Les FAB (Functional Airspace Blocks)

A l’origine des FAB : le Ciel Unique Européen

Issue des règlements Ciel Unique de la Commission Européenne, la notion de FAB (Functionnal Airspace Blocs, blocs d'espace fonctionnels) a été initialement introduite dans le but de mettre en concurrence des prestataires de service de contrôle (ANSPi) sur un espace aérien donné regroupant un ou plusieurs pays. Sous la pression des syndicats, les États ont été amenés à s’opposer à ce dépeçage organisé du ciel européen. Le texte à été vidé de sa substance très libérale d’origine:
-  d’une part la responsabilité des États reste entière, dans un premier temps, pour la créations de ces blocs d’espace - c’est l’approche « bottom-up » (du bas vers le haut)
- d’autre part l’aspect mise en concurrence, comme principe fondateur, à été enlevé.

Grâce à l’approche bottom-up, obtenue par les mobilisations de ces dernières années, les syndicats sont informés et impliqués à toutes les étapes de la création d’un FAB.

Les FAB en 18 questions : cliquez ICI


« Consolidation », la logique européenne

En obligeant les prestataires de services à se regrouper au sein des mêmes blocs (FAB), la Commission européenne espère en réduire le nombre et faire disparaître les plus petits (absorbés au sein de gros prestataires régionaux).
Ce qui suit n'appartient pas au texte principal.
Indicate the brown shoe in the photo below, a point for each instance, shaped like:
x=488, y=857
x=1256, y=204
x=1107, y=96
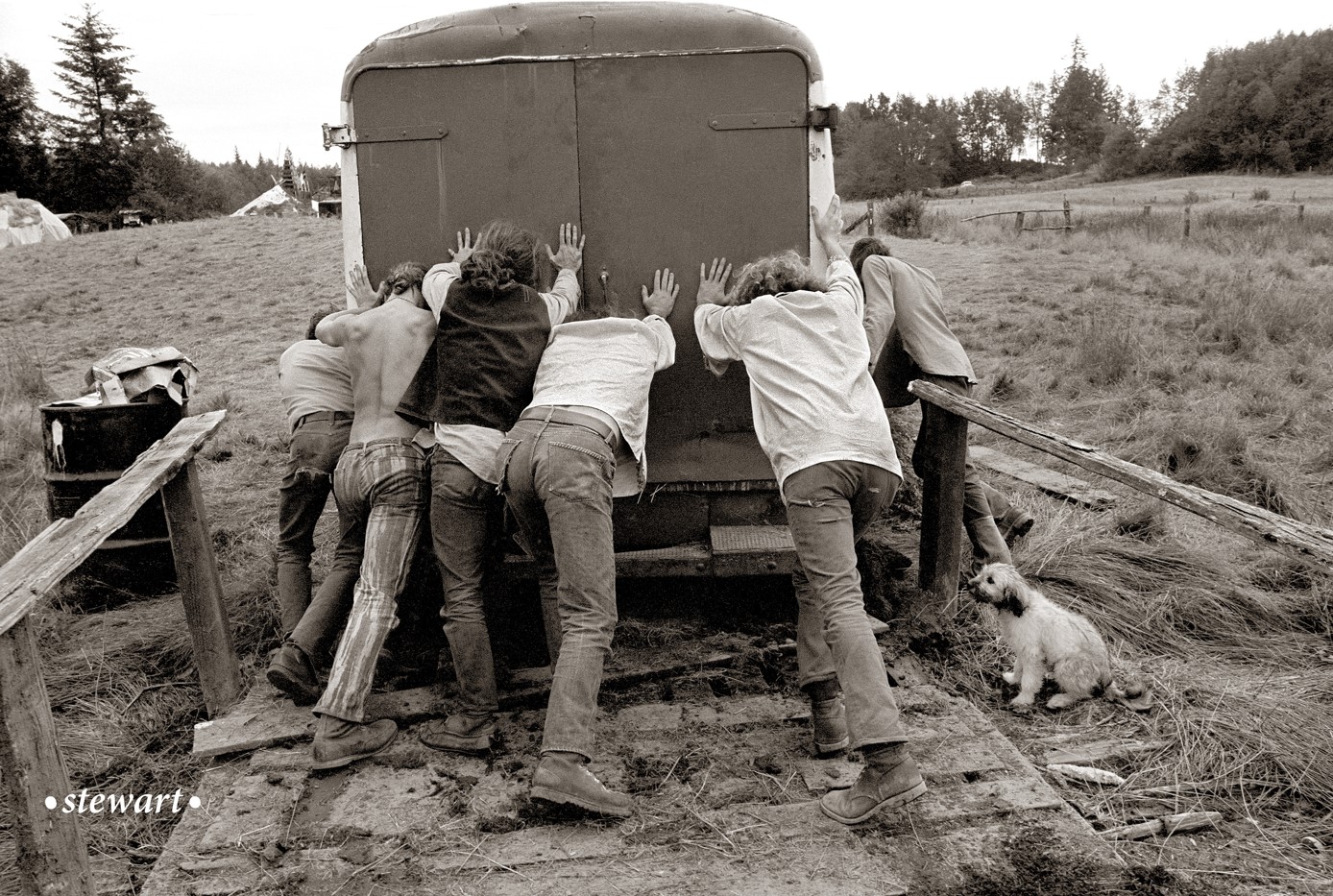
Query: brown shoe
x=564, y=780
x=459, y=735
x=830, y=717
x=292, y=672
x=340, y=743
x=876, y=789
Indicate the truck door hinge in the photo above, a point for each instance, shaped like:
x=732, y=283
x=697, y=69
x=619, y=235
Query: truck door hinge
x=821, y=117
x=342, y=134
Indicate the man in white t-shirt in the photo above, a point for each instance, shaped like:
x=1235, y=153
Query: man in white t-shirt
x=820, y=421
x=579, y=445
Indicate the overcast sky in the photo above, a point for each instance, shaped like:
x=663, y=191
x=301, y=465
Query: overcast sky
x=263, y=76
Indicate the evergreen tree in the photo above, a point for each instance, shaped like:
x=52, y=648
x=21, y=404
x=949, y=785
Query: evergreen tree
x=1076, y=123
x=100, y=146
x=23, y=157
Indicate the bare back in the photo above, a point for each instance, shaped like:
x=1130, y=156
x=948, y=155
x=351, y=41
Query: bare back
x=384, y=347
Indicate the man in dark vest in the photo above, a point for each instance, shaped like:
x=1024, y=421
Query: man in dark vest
x=494, y=326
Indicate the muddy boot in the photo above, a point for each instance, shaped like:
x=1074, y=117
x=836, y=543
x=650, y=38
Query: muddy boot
x=563, y=778
x=888, y=780
x=292, y=672
x=460, y=735
x=340, y=743
x=1014, y=524
x=986, y=543
x=828, y=716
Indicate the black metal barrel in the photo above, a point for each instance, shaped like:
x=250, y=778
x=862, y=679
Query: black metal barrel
x=85, y=449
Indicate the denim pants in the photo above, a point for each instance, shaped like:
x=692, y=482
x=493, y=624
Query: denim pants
x=464, y=517
x=982, y=504
x=383, y=483
x=312, y=456
x=556, y=479
x=828, y=505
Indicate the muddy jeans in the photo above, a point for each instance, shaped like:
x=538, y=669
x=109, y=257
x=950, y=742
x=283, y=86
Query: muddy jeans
x=312, y=456
x=982, y=504
x=556, y=479
x=828, y=505
x=381, y=481
x=463, y=512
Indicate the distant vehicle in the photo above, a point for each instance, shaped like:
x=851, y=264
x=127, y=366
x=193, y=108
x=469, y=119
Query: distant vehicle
x=672, y=133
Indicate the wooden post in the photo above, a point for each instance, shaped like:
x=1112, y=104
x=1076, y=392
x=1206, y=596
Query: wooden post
x=941, y=501
x=50, y=848
x=202, y=590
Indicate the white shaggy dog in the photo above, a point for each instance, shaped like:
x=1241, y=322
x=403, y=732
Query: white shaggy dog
x=1041, y=634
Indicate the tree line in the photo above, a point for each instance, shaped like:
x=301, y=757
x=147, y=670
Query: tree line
x=110, y=150
x=1260, y=109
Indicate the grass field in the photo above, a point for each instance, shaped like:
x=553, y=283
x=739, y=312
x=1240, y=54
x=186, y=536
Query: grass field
x=1209, y=357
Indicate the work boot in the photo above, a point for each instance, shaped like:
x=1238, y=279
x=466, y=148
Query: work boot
x=292, y=672
x=1014, y=524
x=460, y=735
x=830, y=717
x=883, y=785
x=563, y=778
x=340, y=743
De la même façon que la libéralisation du transport aérien à la fin des années 80 a amené des fusions de compagnies aériennes (Air France et KLM plus récemment par exemple), elle espère voir se constituer de grands ensembles dans le contrôle aérien. Ce processus vu de Bruxelles s’appelle « consolidation » ou « défragmentation », termes polis pour parler de restructuration.
Nous refusons cette logique (dont l’efficacité reste largement à démontrer) car derrière chacun de ces projets de fusion se cachent les mêmes dangers pour les personnels concernés : diminution du nombre de centres d’exploitation, changement de statut, diminution du nombre d’emploi… tout cela dans le seul but avoué de réduire les coûts (rien sur la sécurité).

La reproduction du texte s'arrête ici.